[File] [PATCH] of Magdir/scientific GEDCOM -duplicates +mime type
Christos Zoulas
christos at zoulas.com
Sat Apr 29 17:28:24 UTC 2023
Applied, thanks!
christos
> On Apr 28, 2023, at 4:05 PM, Jörg Jenderek <joerg.jen.der.ek at gmx.net> wrote:
>
> -----BEGIN PGP SIGNED MESSAGE-----
> Hash: SHA1
>
> Hello,
> some days ago i handle some genealogical databases.
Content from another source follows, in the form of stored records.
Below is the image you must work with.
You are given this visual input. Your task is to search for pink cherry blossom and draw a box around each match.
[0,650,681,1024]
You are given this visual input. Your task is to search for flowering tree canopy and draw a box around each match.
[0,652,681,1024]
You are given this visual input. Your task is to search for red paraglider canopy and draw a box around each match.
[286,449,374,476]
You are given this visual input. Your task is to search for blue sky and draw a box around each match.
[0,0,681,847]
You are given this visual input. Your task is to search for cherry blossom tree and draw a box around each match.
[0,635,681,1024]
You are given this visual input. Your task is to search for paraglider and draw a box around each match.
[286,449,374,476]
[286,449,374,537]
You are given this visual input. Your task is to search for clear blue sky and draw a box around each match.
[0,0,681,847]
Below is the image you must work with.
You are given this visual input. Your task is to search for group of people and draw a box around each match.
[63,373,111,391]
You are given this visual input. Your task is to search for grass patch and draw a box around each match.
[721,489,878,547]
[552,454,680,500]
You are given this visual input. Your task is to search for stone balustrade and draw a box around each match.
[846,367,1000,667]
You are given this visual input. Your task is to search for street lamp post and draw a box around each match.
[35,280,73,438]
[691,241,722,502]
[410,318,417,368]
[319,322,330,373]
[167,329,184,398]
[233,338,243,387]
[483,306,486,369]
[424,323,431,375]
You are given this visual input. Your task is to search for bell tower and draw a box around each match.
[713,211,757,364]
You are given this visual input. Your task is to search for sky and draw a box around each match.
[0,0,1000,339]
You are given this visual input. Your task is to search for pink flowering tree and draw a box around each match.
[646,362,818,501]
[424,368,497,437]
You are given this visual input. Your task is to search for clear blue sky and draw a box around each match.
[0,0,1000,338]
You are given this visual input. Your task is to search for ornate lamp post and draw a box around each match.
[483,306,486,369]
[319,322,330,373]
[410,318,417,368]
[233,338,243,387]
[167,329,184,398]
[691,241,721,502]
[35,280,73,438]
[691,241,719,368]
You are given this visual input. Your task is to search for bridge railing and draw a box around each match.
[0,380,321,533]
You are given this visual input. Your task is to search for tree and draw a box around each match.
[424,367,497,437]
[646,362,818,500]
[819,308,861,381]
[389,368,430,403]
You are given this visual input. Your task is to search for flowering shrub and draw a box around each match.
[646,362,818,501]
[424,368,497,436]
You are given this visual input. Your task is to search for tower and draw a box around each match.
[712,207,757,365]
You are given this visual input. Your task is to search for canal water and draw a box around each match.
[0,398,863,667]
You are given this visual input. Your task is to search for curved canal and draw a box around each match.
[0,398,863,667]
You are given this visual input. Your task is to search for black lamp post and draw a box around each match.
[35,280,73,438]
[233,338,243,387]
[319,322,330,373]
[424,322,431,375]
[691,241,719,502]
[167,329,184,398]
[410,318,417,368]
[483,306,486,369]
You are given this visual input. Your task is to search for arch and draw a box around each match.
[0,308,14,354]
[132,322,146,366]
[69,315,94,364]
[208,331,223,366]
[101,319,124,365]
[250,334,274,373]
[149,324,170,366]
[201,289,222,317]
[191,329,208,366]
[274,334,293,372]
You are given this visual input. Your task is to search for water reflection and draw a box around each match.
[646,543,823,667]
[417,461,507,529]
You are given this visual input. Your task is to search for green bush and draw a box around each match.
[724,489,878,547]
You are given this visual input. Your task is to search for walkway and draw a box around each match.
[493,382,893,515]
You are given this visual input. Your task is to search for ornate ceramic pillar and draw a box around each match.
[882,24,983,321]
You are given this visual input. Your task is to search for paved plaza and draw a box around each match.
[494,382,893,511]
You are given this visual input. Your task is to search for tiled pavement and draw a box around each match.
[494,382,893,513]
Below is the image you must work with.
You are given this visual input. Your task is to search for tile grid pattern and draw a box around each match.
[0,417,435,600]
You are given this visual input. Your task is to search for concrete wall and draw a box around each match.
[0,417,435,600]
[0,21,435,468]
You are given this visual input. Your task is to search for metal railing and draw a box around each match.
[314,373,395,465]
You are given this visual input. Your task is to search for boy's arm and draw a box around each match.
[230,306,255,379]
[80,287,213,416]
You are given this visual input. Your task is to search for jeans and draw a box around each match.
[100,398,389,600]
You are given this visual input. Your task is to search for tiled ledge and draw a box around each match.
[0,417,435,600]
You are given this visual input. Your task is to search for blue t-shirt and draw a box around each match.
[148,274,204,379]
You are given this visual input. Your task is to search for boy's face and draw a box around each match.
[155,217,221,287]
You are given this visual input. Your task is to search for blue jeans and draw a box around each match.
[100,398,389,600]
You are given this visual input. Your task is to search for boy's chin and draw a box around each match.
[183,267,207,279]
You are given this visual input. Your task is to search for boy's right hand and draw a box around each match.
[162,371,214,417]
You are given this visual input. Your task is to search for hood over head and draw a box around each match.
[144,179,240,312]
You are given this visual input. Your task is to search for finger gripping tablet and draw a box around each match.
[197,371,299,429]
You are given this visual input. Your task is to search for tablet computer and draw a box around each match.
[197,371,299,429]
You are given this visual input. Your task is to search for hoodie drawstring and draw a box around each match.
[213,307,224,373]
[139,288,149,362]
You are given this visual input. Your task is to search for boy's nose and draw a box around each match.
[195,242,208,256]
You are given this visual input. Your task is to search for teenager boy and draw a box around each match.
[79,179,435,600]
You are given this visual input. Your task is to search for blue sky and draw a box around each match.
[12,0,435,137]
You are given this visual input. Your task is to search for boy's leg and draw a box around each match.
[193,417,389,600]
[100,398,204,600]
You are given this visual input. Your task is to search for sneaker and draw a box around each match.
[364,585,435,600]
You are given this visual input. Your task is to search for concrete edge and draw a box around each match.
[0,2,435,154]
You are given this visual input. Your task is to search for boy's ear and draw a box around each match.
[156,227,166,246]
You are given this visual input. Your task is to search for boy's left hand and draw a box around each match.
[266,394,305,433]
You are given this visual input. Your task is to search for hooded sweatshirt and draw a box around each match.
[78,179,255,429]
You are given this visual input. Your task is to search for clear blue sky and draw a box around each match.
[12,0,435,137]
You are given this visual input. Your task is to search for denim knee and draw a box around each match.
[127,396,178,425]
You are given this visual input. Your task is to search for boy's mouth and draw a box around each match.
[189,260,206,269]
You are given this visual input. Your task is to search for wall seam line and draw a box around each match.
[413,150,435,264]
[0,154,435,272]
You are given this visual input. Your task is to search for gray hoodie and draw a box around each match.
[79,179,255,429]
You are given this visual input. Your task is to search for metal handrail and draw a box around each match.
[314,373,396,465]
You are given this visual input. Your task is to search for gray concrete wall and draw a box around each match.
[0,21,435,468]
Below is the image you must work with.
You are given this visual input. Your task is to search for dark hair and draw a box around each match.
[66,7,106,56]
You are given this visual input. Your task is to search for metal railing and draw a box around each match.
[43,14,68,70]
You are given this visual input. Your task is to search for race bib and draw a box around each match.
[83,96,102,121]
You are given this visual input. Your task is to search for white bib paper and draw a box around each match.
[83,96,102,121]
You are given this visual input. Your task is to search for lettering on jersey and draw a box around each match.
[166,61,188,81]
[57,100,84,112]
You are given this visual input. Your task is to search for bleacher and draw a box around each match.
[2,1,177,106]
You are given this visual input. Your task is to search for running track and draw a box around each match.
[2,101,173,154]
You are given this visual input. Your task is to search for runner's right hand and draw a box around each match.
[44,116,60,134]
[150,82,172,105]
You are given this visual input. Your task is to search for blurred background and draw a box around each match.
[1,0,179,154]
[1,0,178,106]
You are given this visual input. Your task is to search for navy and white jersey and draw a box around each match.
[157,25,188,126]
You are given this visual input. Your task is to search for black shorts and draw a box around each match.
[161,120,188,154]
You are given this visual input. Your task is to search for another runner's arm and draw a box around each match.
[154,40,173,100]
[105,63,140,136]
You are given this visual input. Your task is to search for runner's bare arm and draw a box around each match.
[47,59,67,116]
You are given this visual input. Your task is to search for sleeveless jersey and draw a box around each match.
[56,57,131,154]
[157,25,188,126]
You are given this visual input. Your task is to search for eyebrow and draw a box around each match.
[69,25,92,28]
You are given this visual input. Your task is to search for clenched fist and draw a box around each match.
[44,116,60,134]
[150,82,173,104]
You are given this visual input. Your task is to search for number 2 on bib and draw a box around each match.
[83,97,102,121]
One format used
> filename extension ged.
>
> When running file command version 5.44 with -k option on such
> genealogical examples and other files with ged extension i get at
> first glance not bad looking an output like:
>
> HUNTERS.GED: data
> MY-FTW4.GED: GEDCOM
> genealogy,
> ASCII text, with CRLF line terminators
> age-all.ged: GEDCOM
> genealogy text version 5.5.1,
> ASCII text
> char_utf16be-1.ged: GEDCOM
> data
> char_utf16be-2.ged: GEDCOM
> data
> GEDCOM genealogy text version 5.5.1,
> Unicode text, UTF-16,
> big-endian text
> char_utf16le-1.ged: GEDCOM
> data
> char_utf16le-2.ged: GEDCOM
> data
> GEDCOM
> genealogy text version 5.5.1,
> Unicode text, UTF-16,
> little-endian text
> fmt-851-signature-id-1210.ged: GEDCOM
> genealogy,
> ISO-8859 text,
> with very long lines (522),
> with CRLF line terminators
> lang-all.ged: GEDCOM
> genealogy text version 7.0,
> Unicode text, UTF-8 (with BOM) text
> notes-1.ged: GEDCOM
> genealogy text version 7.0,
> Unicode text, UTF-8 (with BOM) text
> rela_1.ged: GEDCOM
> genealogy text version 5.5.1,
> ASCII text
>
> With --extension option wrong 3 byte extension "???" is displayed and
> with -i option generic mime type application/octet-stream or
> text/plain is shown.
>
> For comparison reason i also run the file format identification
> utility DROID ( See https://sourceforge.net/projects/droid/). Here
> many examples are also recognized. These are described as
> "Genealogical Data Communication (GEDCOM) Format" with ged suffix and
> without mime type by PUID fmt/851. The UTF-16 encoded samples are not
> recognized. Also my example MY-FTW4.GED is not recognized (See
> appended output/droid-ged.csv)
>
> For comparison reason i run the file format identification utility
> TrID ( See https://mark0.net/soft-trid-e.html).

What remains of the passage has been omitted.